Rather, he describes it as ‘translation’.
“There’s a different story with each medium. On CD you have one story, on vinyl you have a separate story. With different media you have different stories.” It is clear he is talking of tangible media, physical records which can be “part of [the listeners’] lives” and their own life story. He tells me that their label often bemoans the fact that their record sales exceed their digital sales which he says would be better for the label. “The fact is the physical stuff sells really well,” he laughs.
It would be interesting to know, then, what Atsuo thought a fair price for a music download would be.
“I have no idea because I’ve never bought one!” He smiles again before throwing the question back. “What do you think is the right price?”
Translation across media is not without it’s inaccuracies and moot points, however, and perhaps this is at the heart of Boris’s misgivings over the digital world.
“It’s painful, but at the same time useful. Sometimes the Internet makes some misunderstanding for Boris. There is a downside, but sometimes that downside can be good.” He describes it as the ‘error effect’: “Sometimes misunderstanding can have good effects.”
Pressed for an example, Atsuo inclines his head slightly and gazes off in thought briefly. An idea strikes. “People often describe Boris as heavy metal.” This appears to be a joke shared between the band before, and Boris, as one, laugh. “That’s quite a misunderstanding, but at the same time it has good effects for us. We never said we were metal, but that misunderstanding could be good for us. That kind of misunderstanding never makes us unhappy; it’s quite a good thing. That kind of misunderstanding led us to play Desertfest, so in the end it’s a really good thing.”
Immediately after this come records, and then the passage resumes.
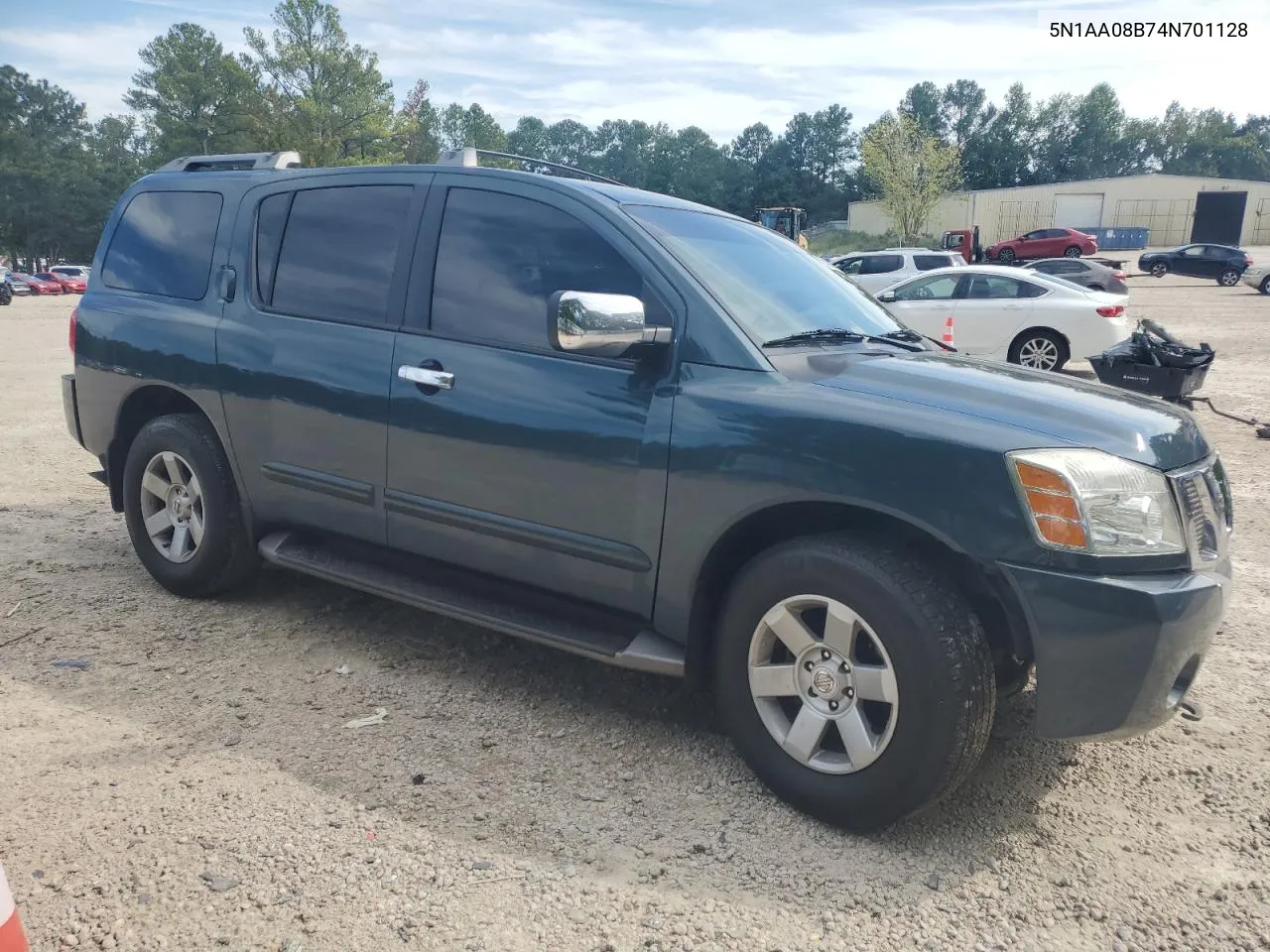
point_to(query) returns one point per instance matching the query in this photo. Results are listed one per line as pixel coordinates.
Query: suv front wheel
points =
(853, 678)
(182, 508)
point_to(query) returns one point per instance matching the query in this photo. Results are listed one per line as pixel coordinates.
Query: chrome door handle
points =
(427, 377)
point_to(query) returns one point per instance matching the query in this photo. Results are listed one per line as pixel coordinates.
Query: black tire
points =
(943, 665)
(225, 556)
(1020, 344)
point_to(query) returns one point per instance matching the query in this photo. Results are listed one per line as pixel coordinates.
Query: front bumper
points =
(1116, 654)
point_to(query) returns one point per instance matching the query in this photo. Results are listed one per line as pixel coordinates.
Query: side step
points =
(492, 603)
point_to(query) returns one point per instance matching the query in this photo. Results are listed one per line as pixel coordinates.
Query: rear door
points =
(926, 303)
(305, 348)
(992, 309)
(535, 466)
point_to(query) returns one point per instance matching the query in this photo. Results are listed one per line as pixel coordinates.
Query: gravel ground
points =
(187, 782)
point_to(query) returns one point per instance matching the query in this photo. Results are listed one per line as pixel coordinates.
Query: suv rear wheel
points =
(853, 678)
(182, 508)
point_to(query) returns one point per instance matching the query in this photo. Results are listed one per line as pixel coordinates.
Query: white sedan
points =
(1008, 313)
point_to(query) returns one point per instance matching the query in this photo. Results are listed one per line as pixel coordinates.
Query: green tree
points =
(1003, 151)
(333, 103)
(925, 103)
(416, 127)
(529, 137)
(193, 96)
(472, 127)
(961, 111)
(912, 168)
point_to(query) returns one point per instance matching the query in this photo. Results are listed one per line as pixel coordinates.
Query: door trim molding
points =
(318, 481)
(530, 534)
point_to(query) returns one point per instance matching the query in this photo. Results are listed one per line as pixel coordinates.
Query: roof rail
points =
(234, 162)
(470, 158)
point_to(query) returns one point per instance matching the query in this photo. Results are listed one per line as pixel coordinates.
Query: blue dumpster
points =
(1119, 239)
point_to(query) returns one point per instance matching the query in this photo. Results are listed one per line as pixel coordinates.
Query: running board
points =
(506, 607)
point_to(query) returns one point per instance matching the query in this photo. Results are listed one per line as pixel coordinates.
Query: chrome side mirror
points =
(599, 325)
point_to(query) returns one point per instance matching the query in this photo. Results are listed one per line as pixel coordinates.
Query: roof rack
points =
(470, 158)
(239, 162)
Mention of genre is unavoidable when talking of Boris, a band unbound by such considerations. Their many records display a range of stylistic influences and textures, though it would be fair to use the umbrella term ‘rock’. The new album, Noise, is such an example of genre defiance, blending joyous pop beats with ghostly lullabies, and heavy psych throatiness with soothing liqueur melody. Boris are aware that this approach has led to a subdivided fanbase.
“That’s right,” Atsuo agrees. “We believe that the fans who like metal pick up particular records and fans into other genres pick up other records. So those fans, metal fans for example, could go to other genres through Boris.”
Boris as a gateway band?
“Yes. We try to make many entrances to other genres.”
Translation of their latest material to a studio recording seems to have been one of the simplest. With Noise, Atsuo says, they were able to place on record eight tracks which are similar to their live song counterparts. Again, feeling compelled lest misunderstanding creep in, Atsuo crosses to English: “Same arrangement: recording, stage.” And as if to leave no doubt that the sonic world of Boris is far from static, he adds, “This time.”
Noise is set to be released on June 16th 2014 via Sargent House.